Today
marks “one month” with the Wisconsinite, and it’s been an amazing month of
continuing to get to know and love even more the most wonderful and beautiful
woman I’ve ever met. Every morning, day, and night I thank God for bringing us
together, and I’m still so amazed that God has answered a prayer I prayed night
and day for oh-so-long. Not in a million years did I expect this to happen, and
not in a million more years will I be
ungrateful for the love we share and the gift God has given me, a gift with
many privileges and just as many responsibilities. My love and affection for
her only grows, and though we’ve only seen each other for a total of four days
since we’ve officially been together, I still feel like she’s such a huge part
of my life, the preeminent human
relationship, and if we can “share life” when separated by several hundred
miles, I can only begin to imagine how great it will be to share life with her “in
person.” Until that day comes, I’m thankful for every phone call, every Skype
date, every little text, every postcard laced with her handwriting. Half the
time it doesn’t even matter what the letters say; it’s her handwriting, and it’s beautiful.
I
love her. I love her. I love her.
I
can’t stop saying it. I can’t stop thinking it.
I
love her. I love her. I love her.
(I
fear I may be developing tourets)
To
be honest I agonized over this post. It’s our one month, after all, and I feel
like such a milestone (it’s kind of a big deal for me, guys) should be
commemorated by the best blog post ever. But I risk just coming off as
over-the-top sappy (I can’t help it). Mandy makes me want to sing and dance, to
laugh and shout, and I can’t stop telling people about how much I love her, how
excited I am to spend the rest of my life with her, how stoked I am to build a
family with her. I want to write poems and songs (that’s a dangerous thought), and I want to do all those cliché things
lovers do, those things that make the cynics sick: shout my love from the
rooftops, send little lovey-dovey videos, carve our initials in trees, show
pictures of us to all my friends and the people I work with. I want to laud her
with praise and call her “honey boo” and “baby” and “sweetie” and “my love,”

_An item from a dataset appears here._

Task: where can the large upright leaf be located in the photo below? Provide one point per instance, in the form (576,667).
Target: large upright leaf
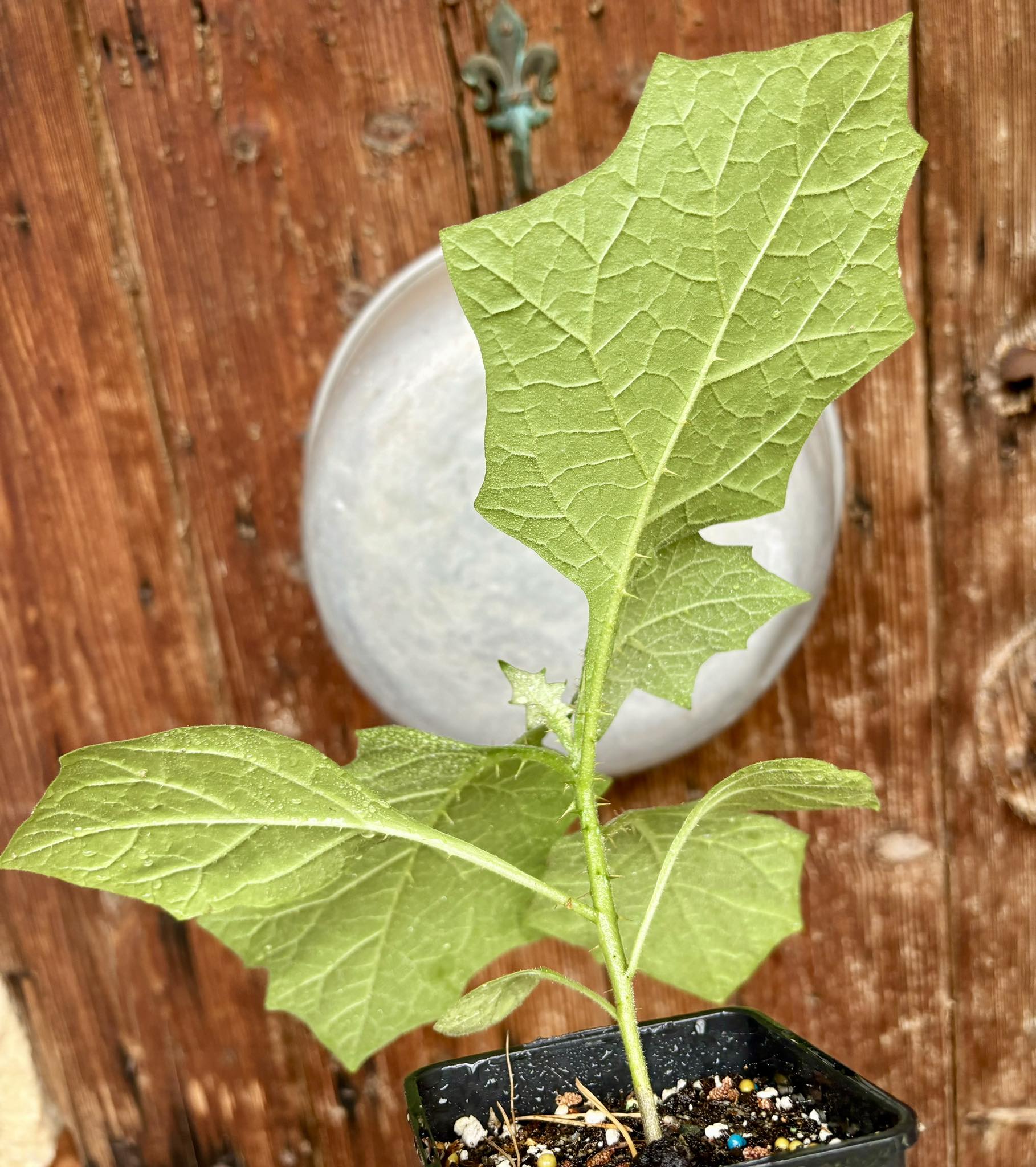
(660,335)
(358,887)
(687,601)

because she’s all those things to me. I haven’t been in a lot of relationships,
but I’ve been in enough to know that this is different, that we are different; this is a love that is
strong, a love that goes far beyond
mere sentimentalism, a love cutting to the core. Mandy is the woman I love with
a fierce love, an impassioned love, a crazy love. Mandy is the woman who makes me want to die to myself
every day for her benefit and well-being, the one who makes me want to
sacrifice all that I have here just to be with her. Mandy is the one for me,
and she’s always been the one for me.
If this weren’t true, how can I explain all that I feel? And I’m not just
talking about “pie-in-the-sky” lollipops and unicorns feelings. Those are
there, of course: she does quite a thing to this little koala heart of mine,
something no one else has ever done. But the feeling goes beyond that; it’s a
feeling of determination, a feeling
of perseverance, a feeling that goes
far beyond “romance”, even far beyond “affection.” It’s love, pure and simple. It’s
a love that goes as deep as the marrow in my bones, a love permeating all that I
am, a love that is willing to risk everything just to be with her and to love
her as she so richly deserves.
And
thus I’ve failed at avoiding sappiness.
But
that’s okay; I know no other way.
My
love for her is bold, not timid, and I won’t let it be tamed.